ANFEN : éduquer autrement

 

Créer un réseau d’éducation non formelle pour les adolescents en décrochage scolaire. C’était la mission en 2000 lorsque quatre associations, œuvrant auprès des adolescents en échec scolaire, décident, à l’initiative de l’UNICEF, d’unir leurs forces. Ensemble, ils créent ANFEN, l’Adolescent Non Formal Education Network, un réseau qui comprend aujourd’hui 21 ONG à Maurice et à Rodrigues, et qui dispense chaque année une éducation non-formelle à environ 1 000 adolescents vulnérables, en dehors du circuit scolaire traditionnel.

 

Adoptant une approche différente de celle du «mainstream», la méthode ANFEN repose sur l’interactivité dans l’apprentissage, amenant les étudiants à s’engager activement dans le processus.
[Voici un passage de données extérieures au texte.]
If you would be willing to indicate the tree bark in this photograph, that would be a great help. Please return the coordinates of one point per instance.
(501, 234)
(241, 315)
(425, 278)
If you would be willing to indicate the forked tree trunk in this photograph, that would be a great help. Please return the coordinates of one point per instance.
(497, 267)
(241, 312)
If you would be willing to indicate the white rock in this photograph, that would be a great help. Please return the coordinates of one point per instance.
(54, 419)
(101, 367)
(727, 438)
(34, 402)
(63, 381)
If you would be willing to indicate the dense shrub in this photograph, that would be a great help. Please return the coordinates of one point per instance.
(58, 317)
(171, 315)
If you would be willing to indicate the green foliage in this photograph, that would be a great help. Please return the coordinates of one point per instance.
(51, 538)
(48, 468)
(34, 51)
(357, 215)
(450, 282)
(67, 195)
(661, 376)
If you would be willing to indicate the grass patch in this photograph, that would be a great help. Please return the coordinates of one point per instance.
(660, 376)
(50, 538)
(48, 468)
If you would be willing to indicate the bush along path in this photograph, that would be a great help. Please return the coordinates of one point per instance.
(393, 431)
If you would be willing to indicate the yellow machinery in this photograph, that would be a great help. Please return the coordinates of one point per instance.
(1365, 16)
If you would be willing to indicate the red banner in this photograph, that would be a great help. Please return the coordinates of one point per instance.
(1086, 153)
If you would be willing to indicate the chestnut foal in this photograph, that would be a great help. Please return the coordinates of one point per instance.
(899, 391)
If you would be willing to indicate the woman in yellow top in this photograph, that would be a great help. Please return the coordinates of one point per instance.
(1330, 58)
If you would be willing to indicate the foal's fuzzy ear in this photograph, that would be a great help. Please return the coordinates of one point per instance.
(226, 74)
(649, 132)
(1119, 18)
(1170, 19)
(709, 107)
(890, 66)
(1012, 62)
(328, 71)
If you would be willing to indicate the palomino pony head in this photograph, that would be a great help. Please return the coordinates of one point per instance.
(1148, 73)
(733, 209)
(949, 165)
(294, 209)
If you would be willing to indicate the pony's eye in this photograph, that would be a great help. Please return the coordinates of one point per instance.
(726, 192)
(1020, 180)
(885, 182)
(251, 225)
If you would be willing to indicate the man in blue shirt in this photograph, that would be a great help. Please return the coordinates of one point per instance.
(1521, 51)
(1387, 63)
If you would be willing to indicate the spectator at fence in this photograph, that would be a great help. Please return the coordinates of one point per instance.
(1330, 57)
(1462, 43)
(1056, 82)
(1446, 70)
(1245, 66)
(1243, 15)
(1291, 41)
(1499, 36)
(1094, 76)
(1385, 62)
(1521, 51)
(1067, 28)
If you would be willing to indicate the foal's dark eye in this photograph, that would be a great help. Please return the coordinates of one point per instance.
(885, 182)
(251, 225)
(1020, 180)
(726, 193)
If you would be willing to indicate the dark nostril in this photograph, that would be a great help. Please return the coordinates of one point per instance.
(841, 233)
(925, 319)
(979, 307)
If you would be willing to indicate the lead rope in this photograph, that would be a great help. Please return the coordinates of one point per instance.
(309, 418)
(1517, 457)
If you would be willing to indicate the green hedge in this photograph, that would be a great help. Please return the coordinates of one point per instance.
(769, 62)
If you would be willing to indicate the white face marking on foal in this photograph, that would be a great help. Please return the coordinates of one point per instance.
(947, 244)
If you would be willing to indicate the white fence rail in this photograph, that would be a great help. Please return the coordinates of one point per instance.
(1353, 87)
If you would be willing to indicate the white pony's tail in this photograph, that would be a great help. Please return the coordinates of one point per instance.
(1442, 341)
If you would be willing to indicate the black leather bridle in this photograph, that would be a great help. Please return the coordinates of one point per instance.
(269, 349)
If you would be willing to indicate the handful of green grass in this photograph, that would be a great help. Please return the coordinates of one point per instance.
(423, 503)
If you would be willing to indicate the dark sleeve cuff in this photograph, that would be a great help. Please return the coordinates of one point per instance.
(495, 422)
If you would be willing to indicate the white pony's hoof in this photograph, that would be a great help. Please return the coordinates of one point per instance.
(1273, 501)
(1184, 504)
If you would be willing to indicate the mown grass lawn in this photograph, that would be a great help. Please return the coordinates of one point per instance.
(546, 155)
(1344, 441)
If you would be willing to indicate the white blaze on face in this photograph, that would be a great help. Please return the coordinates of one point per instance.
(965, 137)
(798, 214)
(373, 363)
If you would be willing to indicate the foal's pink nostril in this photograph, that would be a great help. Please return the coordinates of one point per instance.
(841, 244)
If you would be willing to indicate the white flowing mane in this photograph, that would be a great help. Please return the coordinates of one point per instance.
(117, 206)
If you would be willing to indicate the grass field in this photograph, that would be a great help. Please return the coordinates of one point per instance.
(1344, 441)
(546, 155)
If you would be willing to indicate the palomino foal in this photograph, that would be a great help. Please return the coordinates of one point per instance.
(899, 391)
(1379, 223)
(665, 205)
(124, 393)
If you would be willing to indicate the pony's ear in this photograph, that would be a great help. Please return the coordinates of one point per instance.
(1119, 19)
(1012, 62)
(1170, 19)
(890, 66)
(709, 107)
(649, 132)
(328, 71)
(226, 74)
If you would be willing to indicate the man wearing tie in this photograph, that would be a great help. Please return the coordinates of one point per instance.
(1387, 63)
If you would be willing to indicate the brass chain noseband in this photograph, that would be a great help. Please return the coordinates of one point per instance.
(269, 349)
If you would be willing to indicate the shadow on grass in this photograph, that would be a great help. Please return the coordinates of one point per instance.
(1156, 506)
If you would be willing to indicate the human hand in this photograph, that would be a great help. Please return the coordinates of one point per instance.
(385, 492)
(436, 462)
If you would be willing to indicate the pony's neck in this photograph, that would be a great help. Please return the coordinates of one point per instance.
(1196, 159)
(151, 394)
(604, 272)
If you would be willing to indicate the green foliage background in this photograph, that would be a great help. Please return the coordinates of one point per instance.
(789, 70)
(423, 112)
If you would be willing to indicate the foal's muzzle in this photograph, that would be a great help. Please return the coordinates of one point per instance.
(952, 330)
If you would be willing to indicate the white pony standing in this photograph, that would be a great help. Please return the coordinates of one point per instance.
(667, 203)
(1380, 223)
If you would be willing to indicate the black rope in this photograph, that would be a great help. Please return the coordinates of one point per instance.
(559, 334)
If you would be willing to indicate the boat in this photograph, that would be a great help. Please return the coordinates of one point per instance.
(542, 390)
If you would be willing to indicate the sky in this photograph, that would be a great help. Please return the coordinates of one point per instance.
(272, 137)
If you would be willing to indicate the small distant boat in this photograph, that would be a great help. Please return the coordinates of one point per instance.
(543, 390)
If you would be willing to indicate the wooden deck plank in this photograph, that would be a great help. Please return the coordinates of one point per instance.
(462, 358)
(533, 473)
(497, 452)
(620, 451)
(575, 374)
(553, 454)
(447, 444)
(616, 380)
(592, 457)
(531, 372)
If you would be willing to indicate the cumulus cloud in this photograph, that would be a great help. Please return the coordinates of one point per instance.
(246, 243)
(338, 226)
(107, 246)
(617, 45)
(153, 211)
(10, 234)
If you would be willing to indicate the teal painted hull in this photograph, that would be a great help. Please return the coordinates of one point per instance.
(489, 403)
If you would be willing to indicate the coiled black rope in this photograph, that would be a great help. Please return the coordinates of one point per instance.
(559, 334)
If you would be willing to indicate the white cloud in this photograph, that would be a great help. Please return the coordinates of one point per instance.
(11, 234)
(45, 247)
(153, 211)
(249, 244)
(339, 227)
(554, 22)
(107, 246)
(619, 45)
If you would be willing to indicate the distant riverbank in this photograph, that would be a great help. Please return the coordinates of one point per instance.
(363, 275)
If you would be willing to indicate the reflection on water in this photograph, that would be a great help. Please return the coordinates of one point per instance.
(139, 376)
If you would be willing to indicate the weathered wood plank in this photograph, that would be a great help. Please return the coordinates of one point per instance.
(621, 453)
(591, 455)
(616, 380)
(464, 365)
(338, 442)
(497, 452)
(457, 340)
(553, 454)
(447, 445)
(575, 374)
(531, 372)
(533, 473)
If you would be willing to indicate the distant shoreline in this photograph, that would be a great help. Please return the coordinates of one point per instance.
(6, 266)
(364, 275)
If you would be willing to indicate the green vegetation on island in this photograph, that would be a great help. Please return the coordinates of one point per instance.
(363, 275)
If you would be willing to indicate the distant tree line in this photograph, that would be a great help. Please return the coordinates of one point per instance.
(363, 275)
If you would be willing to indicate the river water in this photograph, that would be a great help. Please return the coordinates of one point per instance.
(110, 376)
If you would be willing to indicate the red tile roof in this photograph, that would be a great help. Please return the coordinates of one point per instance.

Pour cela, l’organisation a su développer au fil des années une pédagogie adaptée et un accompagnement psychosocial, pour assurer l’apprentissage et le développement intégral des jeunes vulnérables au sein des structures d’éducation non-formelle. Celle-ci s’articule autour de trois axes : le volet pédagogique, avec un cursus développé spécialement pour le jeune, un axe d’employabilité, qui forme le jeune à des métiers techniques, et finalement, le côté psychosocial, pour encadrer le jeune et lui offrir un cadre sécurisant et sécurisé.

 

Au cœur de l’apprentissage proposé par ANFEN, le bien-être psychosocial des jeunes tient en effet une place prioritaire. L’objectif est d’offrir un cadre qui soutient leur développement personnel, car au-delà des aspects académiques, il est important d’adresser les besoins psychosociaux, en raison de parcours de vie souvent marqués par les difficultés.

 

Se concentrer sur le psychosocial, terme qui désigne l’interconnexion entre les aspects psychologiques d’une personne (comme ses émotions, ses pensées et son comportement) et les facteurs sociaux qui influencent son bien-être, est donc crucial si l’on veut s’adresser aux défis complexes auxquels font face les jeunes en situation de difficulté scolaire. À travers son programme, ANFEN aide donc les jeunes à surmonter ces épreuves en leur offrant un espace propice à la reconstruction de leur estime de soi et à la réinsertion sociale.

 

L’équipe psychosociale d’ANFEN est composée de travailleuses sociales qui font le pont entre les centres d’apprentissage, les familles et les communautés. Elles jouent un rôle central en reconnectant socialement les jeunes à leur environnement, grâce à des visites à domicile régulières. Leur mission est de renforcer le lien entre le jeune et son entourage, et de faciliter son intégration. Il y a aussi les Counselors qui interviennent directement auprès des jeunes en difficulté. Elles proposent des séances d’écoute individuelle aux jeunes en détresse, organisent des activités et travaillent également avec les familles pour identifier les ressources de résilience. Lorsque les cas sont plus complexes, elles orientent les jeunes vers des services spécialisés en santé mentale, comme la psychothérapie.